Une popularité à fleur de peau
L’ANC est ses alliés du moment ont cru pouvoir surfer sur la popularité apparente dont ils jouissaient à Lomé et dans quelques localités du pays. Ils ont fait preuve de beaucoup de suffisance, allant jusqu’à croire qu’ils avaient les cartes en main pour déjouer les fraudes et les manipulations dont le régime s’était toujours servi pour se maintenir.
L’opposition traditionnelle avait conservé au sein de l’opinion la confiance dont elle jouissait. Mais elle n’avait pas réussi à se faire une place au sein des classes moyennes urbaines et des forces sociales. Ces dernières avaient tout pour détester le gouvernement et son manque de résultat, mais n’étaient pas disposées à suivre les opposants dans une aventure électorale sans issue.
L’opposition ANC avait commencé à perdre depuis les opérations de révision des listes électorales. Elle était restée à Lomé, pendant que le pouvoir avait disposé dans toutes les préfectures ses missi dominici pour identifier, mobiliser et conditionner les électeurs potentiels…

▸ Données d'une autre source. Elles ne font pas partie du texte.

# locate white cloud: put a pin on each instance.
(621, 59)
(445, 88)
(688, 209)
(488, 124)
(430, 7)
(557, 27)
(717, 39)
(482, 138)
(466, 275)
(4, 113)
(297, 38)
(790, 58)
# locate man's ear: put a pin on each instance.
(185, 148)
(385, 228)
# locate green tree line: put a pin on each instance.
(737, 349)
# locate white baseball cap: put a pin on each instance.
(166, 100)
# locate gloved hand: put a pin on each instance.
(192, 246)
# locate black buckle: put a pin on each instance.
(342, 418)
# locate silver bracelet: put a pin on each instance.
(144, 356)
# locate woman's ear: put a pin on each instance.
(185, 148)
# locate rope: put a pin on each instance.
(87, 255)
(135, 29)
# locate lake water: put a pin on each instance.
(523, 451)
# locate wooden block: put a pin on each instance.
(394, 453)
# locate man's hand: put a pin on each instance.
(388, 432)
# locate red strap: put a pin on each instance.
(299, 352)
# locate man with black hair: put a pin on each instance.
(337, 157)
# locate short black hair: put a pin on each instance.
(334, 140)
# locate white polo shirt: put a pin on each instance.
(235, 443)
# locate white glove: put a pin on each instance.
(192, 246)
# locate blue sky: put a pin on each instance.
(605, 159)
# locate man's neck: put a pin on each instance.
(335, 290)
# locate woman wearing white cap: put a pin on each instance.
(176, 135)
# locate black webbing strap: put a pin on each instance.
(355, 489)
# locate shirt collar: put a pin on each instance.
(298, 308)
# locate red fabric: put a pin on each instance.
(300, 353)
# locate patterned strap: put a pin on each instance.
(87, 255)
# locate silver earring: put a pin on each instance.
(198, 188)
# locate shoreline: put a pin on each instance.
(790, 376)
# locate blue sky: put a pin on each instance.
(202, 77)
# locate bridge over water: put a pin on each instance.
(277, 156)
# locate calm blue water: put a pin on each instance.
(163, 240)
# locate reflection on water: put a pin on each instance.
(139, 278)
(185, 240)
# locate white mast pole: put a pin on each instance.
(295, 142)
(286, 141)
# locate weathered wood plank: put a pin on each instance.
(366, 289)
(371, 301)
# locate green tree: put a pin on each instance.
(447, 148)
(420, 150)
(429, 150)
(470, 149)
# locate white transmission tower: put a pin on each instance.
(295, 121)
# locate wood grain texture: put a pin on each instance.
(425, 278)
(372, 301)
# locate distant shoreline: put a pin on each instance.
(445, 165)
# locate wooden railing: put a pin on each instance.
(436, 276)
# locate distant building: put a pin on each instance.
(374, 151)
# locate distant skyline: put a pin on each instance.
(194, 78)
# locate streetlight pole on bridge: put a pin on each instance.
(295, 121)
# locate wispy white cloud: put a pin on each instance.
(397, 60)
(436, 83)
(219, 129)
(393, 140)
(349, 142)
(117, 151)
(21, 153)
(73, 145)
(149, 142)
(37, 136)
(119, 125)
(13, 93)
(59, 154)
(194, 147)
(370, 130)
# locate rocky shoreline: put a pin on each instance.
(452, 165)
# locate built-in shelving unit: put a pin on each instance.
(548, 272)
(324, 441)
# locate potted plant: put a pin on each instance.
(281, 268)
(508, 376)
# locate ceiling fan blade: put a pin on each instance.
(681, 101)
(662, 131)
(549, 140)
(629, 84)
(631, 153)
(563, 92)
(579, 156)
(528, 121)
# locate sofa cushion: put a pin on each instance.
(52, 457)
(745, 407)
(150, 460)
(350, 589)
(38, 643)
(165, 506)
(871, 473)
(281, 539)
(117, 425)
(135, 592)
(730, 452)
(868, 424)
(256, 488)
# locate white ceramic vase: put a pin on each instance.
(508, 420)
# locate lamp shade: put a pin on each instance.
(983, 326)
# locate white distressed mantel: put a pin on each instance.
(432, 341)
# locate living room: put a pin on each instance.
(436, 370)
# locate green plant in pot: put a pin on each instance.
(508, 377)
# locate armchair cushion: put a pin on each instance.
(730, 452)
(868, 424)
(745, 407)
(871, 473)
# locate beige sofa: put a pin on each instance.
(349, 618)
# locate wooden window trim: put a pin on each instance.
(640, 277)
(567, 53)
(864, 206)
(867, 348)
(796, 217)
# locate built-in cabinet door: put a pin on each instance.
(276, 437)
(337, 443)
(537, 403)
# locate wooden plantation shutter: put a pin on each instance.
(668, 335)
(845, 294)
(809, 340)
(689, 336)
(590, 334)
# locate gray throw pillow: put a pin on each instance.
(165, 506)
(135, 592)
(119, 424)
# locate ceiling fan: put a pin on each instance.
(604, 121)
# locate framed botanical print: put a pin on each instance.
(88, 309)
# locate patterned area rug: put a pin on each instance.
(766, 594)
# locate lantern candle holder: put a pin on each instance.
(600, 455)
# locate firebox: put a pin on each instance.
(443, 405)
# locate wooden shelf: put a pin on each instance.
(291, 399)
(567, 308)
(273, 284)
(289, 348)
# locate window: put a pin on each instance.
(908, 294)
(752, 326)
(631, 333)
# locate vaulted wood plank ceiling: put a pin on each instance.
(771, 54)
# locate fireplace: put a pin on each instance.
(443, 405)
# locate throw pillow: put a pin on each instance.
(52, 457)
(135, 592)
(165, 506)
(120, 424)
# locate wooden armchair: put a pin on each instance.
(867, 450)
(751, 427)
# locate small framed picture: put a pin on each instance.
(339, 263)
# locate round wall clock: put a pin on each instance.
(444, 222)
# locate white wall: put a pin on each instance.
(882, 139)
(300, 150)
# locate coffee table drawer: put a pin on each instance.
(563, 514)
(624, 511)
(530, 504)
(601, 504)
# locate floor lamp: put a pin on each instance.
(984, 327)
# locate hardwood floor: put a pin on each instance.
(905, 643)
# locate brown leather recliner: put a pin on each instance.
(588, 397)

Quand on écoute les gens parler aujourd’hui, à Lomé et dans d’autres villes, on a l’impression que les citoyens ordinaires sont devenus plus stratèges que les politiques qui sont supposés les former et les guider. C’est ainsi que plusieurs organisations de la société civile et des acteurs clé de la presse d’opposition ne sont plus disposés à suivre ces responsables politiques. Les critiques sont devenues plus virulentes et les adversités plus incisives, au point qu’au lendemain de la présidentielle, de nombreuses voix (et pas des moindres) s’étaient élevées contre toute action visant à défendre « la victoire » de Jean-Pierre Fabre. Le charme est rompu!
On se cherche…
Comme d’habitude, c’est de la diaspora que des appels et des initiatives viennent le plus pour essayer à nouveau de colmater les brèches. Mais comme de coutume, ces tentatives ne font pas long feu et ne peuvent remplacer l’action politique de terrain. Les Togolais au pays et à l’étranger sont nombreux à conjurer un renouveau dans l’opposition. Mais ceci n’est pas nouveau; chaque fois que l’opposition perd une élection – et elle en a perdu des masses – ses partisans ont envie de tout chambouler.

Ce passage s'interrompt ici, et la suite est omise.